A ottobre ha poi annunciato altri 600 licenziamenti nelle unità di infrastruttura per l’intelligenza artificiale, incluso il team FAIR, mantenendo però invariati i ruoli di alto livello in TBD Labs.
Quest’anno anche Google ha attuato vari licenziamenti legati alla riorganizzazione interna e al maggiore focus sull’IA. A febbraio ha avviato una riorganizzazione tagliando personale nei team di People Operations e cloud, offrendo uscite volontarie ai dipendenti statunitensi. Ad aprile ha eliminato centinaia di posti nella divisione piattaforme e dispositivi (Android, Pixel, Chrome).

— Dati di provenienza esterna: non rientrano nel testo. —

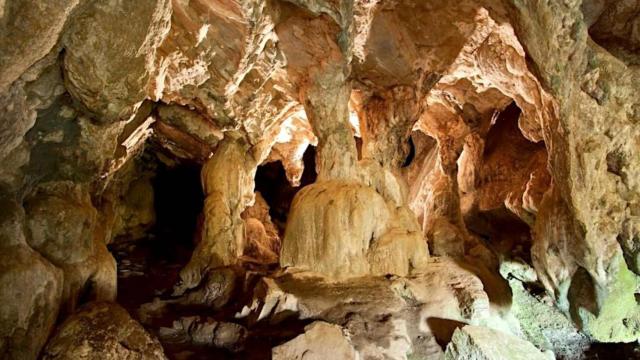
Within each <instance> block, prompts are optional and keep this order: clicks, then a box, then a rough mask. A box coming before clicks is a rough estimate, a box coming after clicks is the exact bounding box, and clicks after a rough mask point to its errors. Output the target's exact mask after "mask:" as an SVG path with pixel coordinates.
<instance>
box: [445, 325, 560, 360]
mask: <svg viewBox="0 0 640 360" xmlns="http://www.w3.org/2000/svg"><path fill="white" fill-rule="evenodd" d="M444 358H445V360H457V359H465V360H507V359H508V360H552V359H554V356H553V354H551V353H543V352H541V351H540V350H538V349H537V348H536V347H535V346H533V344H531V343H529V342H527V341H525V340H522V339H519V338H517V337H515V336H512V335H509V334H505V333H502V332H500V331H497V330H492V329H489V328H485V327H480V326H472V325H467V326H465V327H463V328H462V329H457V330H456V331H455V332H454V333H453V337H452V339H451V342H450V343H449V345H447V349H446V351H445V355H444Z"/></svg>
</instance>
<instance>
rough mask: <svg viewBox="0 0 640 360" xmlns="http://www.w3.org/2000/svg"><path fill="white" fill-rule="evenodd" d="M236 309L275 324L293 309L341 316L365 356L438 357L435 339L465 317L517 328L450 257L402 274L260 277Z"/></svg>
mask: <svg viewBox="0 0 640 360" xmlns="http://www.w3.org/2000/svg"><path fill="white" fill-rule="evenodd" d="M238 316H248V317H249V319H250V320H251V321H268V322H270V323H272V324H274V325H273V326H277V324H278V323H279V322H281V321H283V320H285V319H288V318H291V317H295V318H299V319H315V320H323V321H326V322H330V323H332V324H339V325H341V326H343V327H344V328H345V329H346V330H348V331H349V333H350V334H351V338H350V339H351V343H352V344H353V346H354V347H355V349H356V350H357V351H358V352H359V353H360V355H361V356H362V357H363V358H368V357H369V356H371V357H373V358H375V357H378V356H384V358H389V359H406V358H407V356H408V355H411V356H412V357H414V358H416V357H417V358H420V357H424V358H431V357H434V358H437V357H438V356H442V355H443V352H442V349H441V348H440V346H439V345H438V342H439V341H442V342H445V343H446V342H448V341H449V339H450V337H451V332H453V329H455V327H456V326H459V325H460V324H464V323H472V324H483V325H489V326H493V327H497V328H500V329H503V330H504V331H517V330H516V329H517V325H516V323H513V321H512V320H510V319H509V318H508V317H505V318H502V317H501V316H500V315H498V314H496V313H495V312H493V311H492V310H491V309H490V305H489V298H488V297H487V294H486V293H485V292H484V290H483V285H482V282H481V281H480V279H479V278H478V277H476V275H474V274H473V273H472V272H470V271H468V270H465V269H463V268H461V267H459V266H458V265H456V264H455V263H454V262H452V261H442V262H440V261H436V262H433V263H431V264H429V266H427V267H426V268H425V269H423V271H422V272H421V273H419V274H414V275H411V276H409V277H406V278H403V277H387V278H384V277H366V278H356V279H351V280H346V281H343V282H338V283H333V282H329V281H327V280H323V279H322V278H319V277H318V276H317V275H314V274H309V273H291V274H284V275H282V276H281V277H278V278H274V279H271V278H264V279H263V280H262V281H261V283H260V284H259V285H258V286H257V287H256V291H255V294H254V300H253V302H252V303H251V304H250V305H248V306H246V307H245V308H244V309H243V310H242V312H241V313H240V314H238ZM366 329H369V330H366ZM437 341H438V342H437Z"/></svg>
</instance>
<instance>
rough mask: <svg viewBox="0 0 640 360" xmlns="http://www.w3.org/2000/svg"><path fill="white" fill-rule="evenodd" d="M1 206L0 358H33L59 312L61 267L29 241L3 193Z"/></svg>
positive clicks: (60, 278) (61, 283)
mask: <svg viewBox="0 0 640 360" xmlns="http://www.w3.org/2000/svg"><path fill="white" fill-rule="evenodd" d="M0 206H1V207H2V211H0V264H1V265H0V286H1V287H2V291H0V301H2V302H1V304H2V305H0V357H2V358H3V359H36V358H37V356H38V354H39V352H40V349H41V348H42V346H43V345H44V344H45V342H46V341H47V338H48V337H49V333H50V332H51V330H52V329H53V327H54V324H55V321H56V318H57V316H58V309H59V308H60V298H61V296H62V272H61V271H60V270H59V269H57V268H56V267H55V266H53V265H52V264H51V263H49V261H47V260H46V259H45V258H43V257H42V256H40V255H39V254H38V253H37V252H36V251H34V250H32V249H31V248H30V247H29V246H28V245H27V242H26V238H25V234H24V221H25V215H24V210H22V208H21V207H20V206H19V205H18V204H17V203H16V201H15V200H14V199H12V198H11V197H10V196H8V195H7V194H4V193H3V194H2V195H1V196H0Z"/></svg>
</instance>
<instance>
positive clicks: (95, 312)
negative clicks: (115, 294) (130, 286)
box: [42, 302, 166, 360]
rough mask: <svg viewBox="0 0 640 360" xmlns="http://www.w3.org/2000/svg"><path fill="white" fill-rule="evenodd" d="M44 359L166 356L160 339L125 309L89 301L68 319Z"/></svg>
mask: <svg viewBox="0 0 640 360" xmlns="http://www.w3.org/2000/svg"><path fill="white" fill-rule="evenodd" d="M42 358H43V359H87V360H88V359H113V360H116V359H140V360H143V359H166V357H165V355H164V352H163V350H162V346H160V343H158V340H156V339H155V338H153V337H152V336H151V335H149V334H148V333H147V332H146V331H145V330H144V328H143V327H142V326H141V325H140V324H138V323H137V322H136V321H135V320H133V319H131V317H130V316H129V314H128V313H127V311H126V310H124V309H123V308H121V307H120V306H119V305H116V304H113V303H106V302H97V303H90V304H88V305H86V306H85V307H83V308H82V309H80V311H78V312H77V313H75V314H73V315H72V316H70V317H69V318H68V319H67V320H65V322H64V323H62V325H60V327H59V328H58V329H57V330H56V332H55V335H54V336H53V338H52V339H51V340H50V341H49V343H48V344H47V346H46V347H45V349H44V351H43V356H42Z"/></svg>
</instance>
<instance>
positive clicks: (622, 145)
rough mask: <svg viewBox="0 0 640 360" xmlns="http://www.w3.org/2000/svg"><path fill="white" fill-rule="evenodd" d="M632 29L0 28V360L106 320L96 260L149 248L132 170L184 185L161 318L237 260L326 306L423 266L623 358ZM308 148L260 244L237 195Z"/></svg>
mask: <svg viewBox="0 0 640 360" xmlns="http://www.w3.org/2000/svg"><path fill="white" fill-rule="evenodd" d="M639 8H640V4H639V3H638V1H622V0H621V1H611V2H604V1H598V0H584V1H578V0H572V1H564V2H559V1H547V2H541V1H517V0H513V1H511V0H504V1H499V0H476V1H474V0H463V1H459V2H455V3H454V2H440V1H410V0H397V1H389V2H385V1H375V0H374V1H370V0H355V1H347V0H339V1H322V0H310V1H301V0H291V1H280V0H269V1H253V0H251V1H234V0H229V1H226V0H193V1H190V2H183V1H177V0H174V1H170V0H143V1H133V2H100V1H90V0H65V1H62V2H60V1H57V2H52V1H48V0H47V1H37V2H33V1H29V0H6V1H4V2H1V3H0V33H1V34H2V35H1V36H0V109H2V121H1V122H0V163H1V164H2V168H1V169H0V199H1V202H2V204H3V205H2V210H1V211H0V212H1V213H0V224H1V225H0V226H1V228H0V238H1V239H2V241H1V243H0V247H2V251H0V258H1V259H0V263H1V264H2V265H1V269H0V288H2V291H1V292H0V304H1V305H0V356H2V357H5V358H25V359H30V358H36V357H37V356H38V354H39V353H40V350H41V349H42V347H43V346H44V345H45V342H46V341H47V339H48V338H49V336H50V334H51V332H52V331H53V328H54V326H55V324H56V323H57V322H58V321H59V320H63V319H64V318H66V317H67V316H68V315H69V314H72V313H73V312H74V311H75V310H76V308H77V307H78V306H79V305H81V304H82V303H84V302H87V301H93V300H98V301H113V300H114V299H115V297H116V263H115V260H114V258H113V257H112V255H111V254H110V253H109V251H108V250H107V247H106V246H107V245H108V244H109V243H111V242H112V241H114V240H115V239H116V238H118V237H122V236H124V237H128V238H140V237H142V236H144V233H145V232H146V231H148V229H149V228H150V226H151V225H152V224H153V223H154V222H155V214H154V212H153V186H152V182H151V178H152V177H153V172H154V169H152V168H149V166H148V164H147V163H146V161H145V160H144V156H143V152H144V150H145V148H147V149H149V148H150V147H151V148H152V149H153V151H157V152H158V153H162V155H158V156H162V157H164V158H165V160H166V161H168V162H181V161H188V162H192V163H195V164H200V165H202V172H201V186H202V190H203V193H204V196H205V200H204V209H203V212H202V214H201V217H202V225H201V226H200V227H199V230H198V231H199V232H198V238H199V242H198V243H197V246H196V248H195V250H194V253H193V255H192V258H191V261H190V262H189V264H187V265H186V267H185V268H184V269H183V270H182V271H181V274H180V277H181V281H180V282H179V284H177V286H176V290H177V291H176V294H180V293H184V292H188V291H189V290H190V289H194V288H197V287H198V286H200V285H201V283H202V282H203V280H206V279H208V276H210V275H211V273H212V272H215V270H216V269H220V268H225V267H229V266H232V267H233V266H242V264H243V262H244V261H245V260H246V259H245V257H246V256H250V257H251V258H252V259H253V261H257V262H259V263H260V262H262V263H269V264H273V263H278V264H279V266H280V267H281V268H295V269H298V270H301V271H309V272H313V273H314V274H316V275H318V276H320V277H323V278H325V279H328V280H329V281H334V282H336V281H338V282H339V281H347V280H349V281H350V279H352V278H357V277H363V276H380V275H388V274H392V275H395V276H401V277H402V276H410V275H411V274H414V273H421V272H425V271H427V270H425V269H428V268H429V266H430V265H429V264H432V263H434V262H436V263H437V262H438V261H440V259H441V258H443V259H444V258H446V259H454V260H455V261H456V262H458V263H462V264H466V265H465V266H466V267H468V268H472V269H473V271H472V272H473V273H474V274H476V275H477V277H478V278H479V279H480V280H481V281H482V282H483V283H484V290H482V291H485V292H486V293H487V296H488V298H489V299H490V300H491V305H490V307H491V310H492V311H493V310H496V311H498V312H504V313H505V314H506V313H509V311H510V308H511V307H512V303H513V307H515V308H516V309H517V308H518V306H522V303H518V301H519V300H518V299H521V298H522V297H518V296H519V295H518V294H517V293H516V294H512V290H511V288H510V287H509V284H508V282H507V281H506V280H505V278H508V280H509V281H511V280H513V278H516V279H518V286H520V285H522V284H524V285H527V286H530V285H531V284H535V286H536V287H538V288H541V289H544V292H545V293H546V296H547V297H548V299H549V302H550V303H552V305H553V307H554V311H555V310H558V311H559V312H560V313H562V314H564V315H565V316H566V317H567V318H568V319H570V321H571V323H572V324H573V325H575V326H576V327H577V328H578V329H579V330H580V332H581V333H582V334H585V336H587V337H588V338H589V339H590V341H601V342H632V341H635V340H637V339H638V338H639V336H640V330H639V329H640V311H639V310H640V309H639V308H638V304H637V302H636V298H635V295H636V294H637V291H638V278H637V275H638V274H640V268H639V267H640V265H639V264H640V262H639V260H638V256H639V251H640V240H639V239H640V235H639V234H640V218H639V216H640V208H639V206H640V205H639V204H640V195H639V194H640V183H639V180H638V179H639V178H640V176H639V175H640V159H638V155H637V154H638V151H637V149H638V148H640V143H639V142H640V133H639V132H640V130H639V127H638V121H640V98H639V97H638V95H637V94H638V90H640V89H639V88H638V87H639V85H638V84H640V72H639V71H640V70H639V68H638V64H639V61H638V43H639V40H638V31H637V28H638V22H639V21H640V20H638V16H639V14H640V10H639ZM354 137H358V138H359V140H358V141H359V142H360V145H357V142H356V140H355V139H354ZM410 138H411V139H412V140H411V142H412V144H413V145H412V146H413V147H414V152H415V156H414V157H413V159H412V160H411V161H410V163H408V164H406V163H405V162H406V160H407V157H408V154H409V151H410V147H411V146H410V145H409V144H410ZM310 145H313V146H316V158H315V162H314V163H313V164H314V166H315V172H316V174H317V179H316V180H315V181H314V182H313V183H312V184H305V185H306V186H304V187H303V188H302V189H301V190H300V191H299V192H297V194H296V195H295V198H294V199H293V201H292V204H291V207H290V212H289V214H288V215H287V223H286V227H285V231H284V233H283V234H278V233H277V231H276V230H275V227H274V225H273V224H272V223H271V219H270V218H269V217H268V216H267V211H266V210H265V208H266V207H268V204H266V203H264V201H263V200H264V199H262V198H261V197H260V195H257V194H256V193H255V188H256V185H255V175H256V171H257V170H258V167H259V166H260V165H262V164H264V163H266V162H273V161H280V162H281V163H282V165H283V169H284V170H285V173H286V176H287V179H288V180H289V181H290V182H291V184H292V185H294V186H297V185H299V184H300V180H301V177H302V174H303V172H304V166H305V162H304V161H303V154H304V153H305V149H307V147H308V146H310ZM25 286H27V287H28V288H24V287H25ZM531 286H533V285H531ZM514 289H516V290H517V289H520V287H516V288H514ZM516 290H513V291H516ZM518 291H519V290H518ZM525 295H526V294H525ZM523 296H524V295H523ZM518 311H519V310H516V311H515V312H516V313H517V312H518ZM505 316H506V315H505ZM523 316H524V315H523ZM516 317H518V316H516ZM523 319H524V318H523V317H522V316H520V317H519V321H520V322H521V324H520V326H521V327H523V328H526V327H527V326H528V325H526V324H525V321H524V320H523ZM532 326H537V325H532ZM527 329H530V328H527ZM527 331H528V330H527ZM525 332H526V331H525Z"/></svg>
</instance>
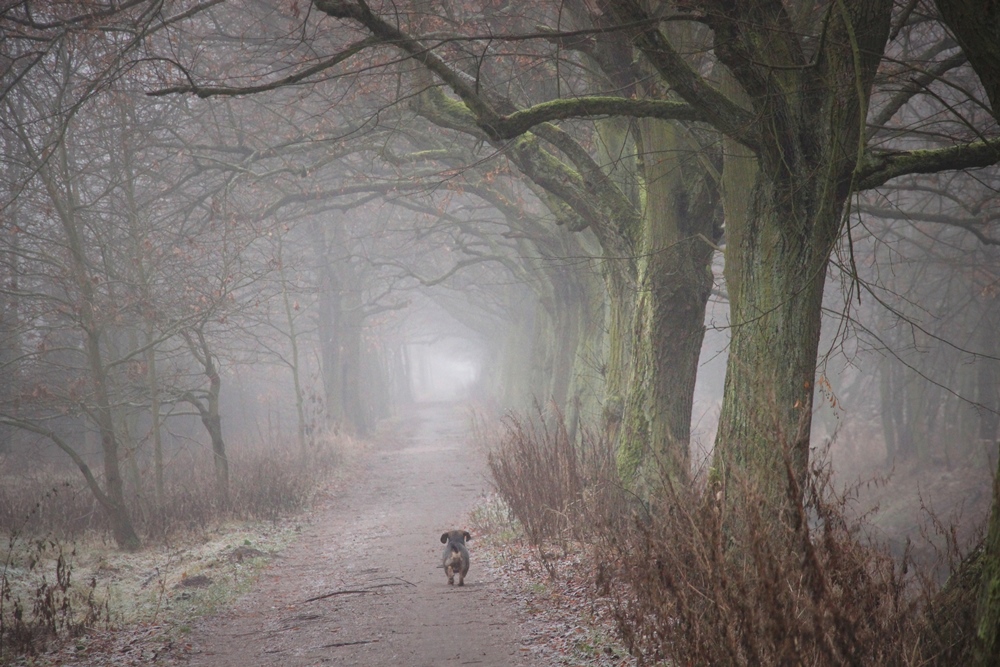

A giugno ha ridotto del 25% il team smart TV di 300 membri, tagliando i fondi del 10% e riallocando risorse verso l’intelligenza artificiale. Infine, a ottobre ha licenziato oltre 100 designer nella divisione cloud, colpendo soprattutto i team con sede negli Usa.
In Oracle che solo a settembre festeggiava un balzo del 36% in Borsa, il miglior risultato dal 1992, portando la capitalizzazione a 922 miliardi di dollari e catapultando temporaneamente il Ceo Larry Ellison al vertice della classifica dei più ricchi al mondo, secondo le previsioni di Forrester entro la fine di dicembre potrebbero essere lasciati a casa circa 10.000 dipendenti su una forza lavoro globale di 160.000 persone.
“SERVONO MENO TESTE”
In Microsoft Satya Nadella potrà vantare di essere il Ceo che ha portato la software house fondata da Bill Gates a superare i 4.000 miliardi di dollari di capitalizzazione. Mentre gira il mondo invitando governi e aziende a investire in soluzioni IA, Microsoft continua a licenziare a tutto spiano; proprio come Salesforce il cui Ceo Marc Benioff durante un’intervista al podcast The Logan Bartlett Show registrata subito dopo aver accompagnato alla porta 4mila dipendenti ha ammesso: “Abbiamo bisogno di meno teste”.
Nel maggio dello scorso anno intervenendo in remoto al VivaTech 2024 di Parigi Elon Musk, uno degli imprenditori più visionari e per questo più seguiti del panorama hi-tech, aveva scosso la sala preconizzando che tra robot e Ai (le sue aziende ovviamente producono entrambi) “l’uomo non avrebbe più lavorato”. Resta da capire se intendesse che siamo all’alba di un periodo del bengodi nel quale non servirà più lavorare oppure se dovremo subire la concorrenza diretta delle tecnologie di frontiera: un mercato del lavoro invaso da automi e algoritmi infaticabili pronti a fare il nostro lavoro per più ore senza reclamare né stipendi né diritti.